Preferably, step 3) includes the following detailed steps:
3.1) allocating a space for the regrouped data (Grouped_Data), wherein the number of lines thereof is the same as that of the original data block (Data);
3.2) initializing the value of the current quality line number (i) of the original data block (Data) to be 0;
3.3) scanning the current quality line of the original data block (Data), wherein the data of the current quality line is Data[i], and (i) is the current quality line number; taking out the index column information (Index) of the current quality line Data[i];
3.4) searching the entry (j), the index information of which is the same as Index, in the index information table (IIT);
3.5) inserting the quality line data, the index column information of which is deleted, into the regrouped data (Grouped_Data), wherein a value of an insertion position (k) is the sum of the variables (start and temp) of the entry (j); adding 1 to the variable (temp) value of the entry (j);
3.6) adding 1 to the line number (i), judging whether the line number (i) is more than the total line number of the original data block (Data), and jumping to execute step 3.3) if the total line number of the original data block (Data) is not exceeded; otherwise, jumping to execute step 4).
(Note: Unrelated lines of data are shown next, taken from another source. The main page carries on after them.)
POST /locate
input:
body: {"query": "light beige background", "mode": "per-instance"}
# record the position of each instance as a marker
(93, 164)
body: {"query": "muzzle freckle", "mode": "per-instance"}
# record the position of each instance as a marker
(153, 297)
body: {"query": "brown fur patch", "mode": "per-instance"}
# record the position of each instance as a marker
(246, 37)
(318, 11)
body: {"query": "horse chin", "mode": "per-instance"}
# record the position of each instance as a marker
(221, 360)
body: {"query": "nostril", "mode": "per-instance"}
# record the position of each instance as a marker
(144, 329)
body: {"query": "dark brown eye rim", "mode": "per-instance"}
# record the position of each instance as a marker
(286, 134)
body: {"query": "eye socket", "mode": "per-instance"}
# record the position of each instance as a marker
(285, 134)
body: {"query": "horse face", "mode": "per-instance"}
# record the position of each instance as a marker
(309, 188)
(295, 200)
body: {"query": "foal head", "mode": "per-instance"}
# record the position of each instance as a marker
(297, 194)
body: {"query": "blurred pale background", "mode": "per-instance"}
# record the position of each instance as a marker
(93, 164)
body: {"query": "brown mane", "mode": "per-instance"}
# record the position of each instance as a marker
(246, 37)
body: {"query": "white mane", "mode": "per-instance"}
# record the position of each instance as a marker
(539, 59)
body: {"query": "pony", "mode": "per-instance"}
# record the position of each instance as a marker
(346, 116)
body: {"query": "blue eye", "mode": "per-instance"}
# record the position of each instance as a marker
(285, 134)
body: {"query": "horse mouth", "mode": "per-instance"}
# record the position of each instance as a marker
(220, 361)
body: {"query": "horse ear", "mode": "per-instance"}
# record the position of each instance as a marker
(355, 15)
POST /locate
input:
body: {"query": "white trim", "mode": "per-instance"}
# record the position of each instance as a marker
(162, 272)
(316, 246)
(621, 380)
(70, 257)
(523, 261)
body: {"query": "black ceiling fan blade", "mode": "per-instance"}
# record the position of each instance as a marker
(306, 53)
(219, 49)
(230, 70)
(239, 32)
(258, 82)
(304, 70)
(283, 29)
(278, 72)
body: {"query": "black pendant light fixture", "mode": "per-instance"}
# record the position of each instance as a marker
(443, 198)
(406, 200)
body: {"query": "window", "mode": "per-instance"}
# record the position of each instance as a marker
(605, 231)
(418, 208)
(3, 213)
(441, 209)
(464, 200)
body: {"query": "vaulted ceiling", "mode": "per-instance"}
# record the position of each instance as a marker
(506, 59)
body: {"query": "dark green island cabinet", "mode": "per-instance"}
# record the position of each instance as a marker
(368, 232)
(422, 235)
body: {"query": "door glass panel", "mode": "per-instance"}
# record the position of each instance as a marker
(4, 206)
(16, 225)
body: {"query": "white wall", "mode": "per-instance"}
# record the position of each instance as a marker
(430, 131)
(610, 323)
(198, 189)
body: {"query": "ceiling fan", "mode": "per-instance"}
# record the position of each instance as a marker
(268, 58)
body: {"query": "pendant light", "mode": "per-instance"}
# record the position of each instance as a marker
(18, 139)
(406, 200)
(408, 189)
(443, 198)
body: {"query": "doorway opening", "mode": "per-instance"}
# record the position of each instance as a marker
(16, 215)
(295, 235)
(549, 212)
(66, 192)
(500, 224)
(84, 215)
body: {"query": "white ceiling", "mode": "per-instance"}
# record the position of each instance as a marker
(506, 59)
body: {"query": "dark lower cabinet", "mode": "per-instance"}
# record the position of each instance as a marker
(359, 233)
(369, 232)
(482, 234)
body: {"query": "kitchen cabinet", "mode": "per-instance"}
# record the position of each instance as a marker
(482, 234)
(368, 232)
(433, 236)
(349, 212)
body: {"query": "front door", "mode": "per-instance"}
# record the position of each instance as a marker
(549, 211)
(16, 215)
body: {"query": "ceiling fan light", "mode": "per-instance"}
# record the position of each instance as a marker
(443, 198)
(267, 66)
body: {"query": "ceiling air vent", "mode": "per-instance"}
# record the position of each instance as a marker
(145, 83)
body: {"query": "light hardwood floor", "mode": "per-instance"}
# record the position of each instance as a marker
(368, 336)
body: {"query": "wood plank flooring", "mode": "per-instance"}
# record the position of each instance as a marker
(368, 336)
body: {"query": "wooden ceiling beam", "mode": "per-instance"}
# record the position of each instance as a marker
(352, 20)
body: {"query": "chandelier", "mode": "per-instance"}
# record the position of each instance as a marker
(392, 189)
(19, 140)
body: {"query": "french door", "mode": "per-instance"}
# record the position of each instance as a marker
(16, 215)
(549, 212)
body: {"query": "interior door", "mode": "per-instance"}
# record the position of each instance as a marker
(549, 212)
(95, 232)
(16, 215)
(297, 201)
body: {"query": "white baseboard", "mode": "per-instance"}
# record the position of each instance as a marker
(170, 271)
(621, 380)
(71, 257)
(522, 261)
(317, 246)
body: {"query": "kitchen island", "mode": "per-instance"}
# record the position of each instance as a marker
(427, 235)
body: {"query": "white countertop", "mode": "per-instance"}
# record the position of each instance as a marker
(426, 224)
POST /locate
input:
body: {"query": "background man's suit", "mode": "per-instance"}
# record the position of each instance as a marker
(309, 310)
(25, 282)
The present invention further provides a gene sequencing quality line data decompression and restoration method, including:
S1) reading decompressed index column data (Index_Data), regrouped data (Grouped_Data) and index column numbers (Index_No), determining the quality line number of the original data block (Data) and character data of each line based on the regrouped data (Grouped_Data) and index column number information (Index_No), and allocating the space for the storage of the original data block (Data);
S2) according to the index column numbers (Index_No), respectively assigning each column of data among the index column data (Index_Data) to the corresponding column, the number of which is recorded by Index_No, in the original data block (Data);
S3) establishing the index information table (IIT) according to the index column data (Index_Data);
S4) sequentially scanning each line of data among the regrouped data (Grouped_Data) according to the index information table (IIT), determining the position of the line in the original data block according to the index information table (IIT) and the index column data (Index_Data), and writing the same into the corresponding quality line of the original data block (Data);
S5) exporting the original data block (Data).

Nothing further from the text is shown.